Richard Jackson: Maybe I’ll start just kind of a U.S. onshore perspective. Permian being able to ramp up to the end of last year and really secure the resources by the end of the year puts us in a much better position for sort of steady-state growth. However, the first quarter, as we noted, is a little lumpy. We had about 40% less wells online versus kind of other quarters in the year or even against fourth quarter. It’s a little lumpy on the Permian — And then really the moving part is the Rockies. We’ve been underinvested from sustaining capital over the last several years. And so as we talked, resuming some activity there. We have about a fourth quarter ’22 to first quarter ’23 about 15,000 barrel a day decline and that sort of steadies out into the second quarter.

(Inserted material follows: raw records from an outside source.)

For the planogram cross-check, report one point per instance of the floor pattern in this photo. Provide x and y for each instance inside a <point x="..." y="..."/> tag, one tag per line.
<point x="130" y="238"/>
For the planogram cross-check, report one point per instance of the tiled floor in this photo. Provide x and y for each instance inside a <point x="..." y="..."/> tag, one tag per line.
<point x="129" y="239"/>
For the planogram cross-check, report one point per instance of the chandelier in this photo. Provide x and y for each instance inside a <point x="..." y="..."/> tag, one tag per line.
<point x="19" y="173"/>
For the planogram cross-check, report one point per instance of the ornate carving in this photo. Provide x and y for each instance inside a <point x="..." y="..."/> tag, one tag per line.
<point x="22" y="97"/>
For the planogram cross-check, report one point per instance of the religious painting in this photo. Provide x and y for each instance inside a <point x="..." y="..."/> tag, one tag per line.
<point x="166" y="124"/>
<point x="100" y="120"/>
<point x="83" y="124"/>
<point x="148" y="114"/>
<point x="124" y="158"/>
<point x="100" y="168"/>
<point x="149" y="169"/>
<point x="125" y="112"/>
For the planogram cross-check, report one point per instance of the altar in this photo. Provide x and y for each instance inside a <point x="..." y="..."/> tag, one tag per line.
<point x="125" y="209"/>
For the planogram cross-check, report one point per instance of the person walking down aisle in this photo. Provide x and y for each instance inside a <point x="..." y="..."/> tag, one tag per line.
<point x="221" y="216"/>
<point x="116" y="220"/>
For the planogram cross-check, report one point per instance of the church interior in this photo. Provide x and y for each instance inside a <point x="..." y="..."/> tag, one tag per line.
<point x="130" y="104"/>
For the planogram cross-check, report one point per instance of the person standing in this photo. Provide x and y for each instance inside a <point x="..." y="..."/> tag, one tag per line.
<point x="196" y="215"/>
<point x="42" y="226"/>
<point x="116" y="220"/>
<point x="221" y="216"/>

And then we actually start growing in the Rockies in the second half of the year. And so that, from an onshore perspective, is a big part of that moving part. And then the other one is really our GoM weather assumption. So I think that’s the other piece to consider when you look at the trajectory on total.
Vicki Hollub: Yes. In total, as Richard mentioned, GoM will be down a little bit, international up a little bit Al Hosn comes on and comes on stronger towards the end of the year.
Operator: And ladies and gentlemen, in the interest of time, this concludes our question-and-answer session. I’d like to turn the conference back over to Vicki Hollub for any closing remarks.
Vicki Hollub : Thank you. I’ll first by expressing my gratitude to our amazing teams for their diligent focus and pioneering work that contributed to so many advancements in our core cash generating and emerging Low Carbon businesses so much appreciate all that you do and for always going above and beyond. Thank you all to the rest of you for joining our call today for your questions. Have a good afternoon.
Operator: Thank you. This concludes today’s conference call. We thank you all for attending today’s presentation. You may now disconnect your lines, and have a wonderful day.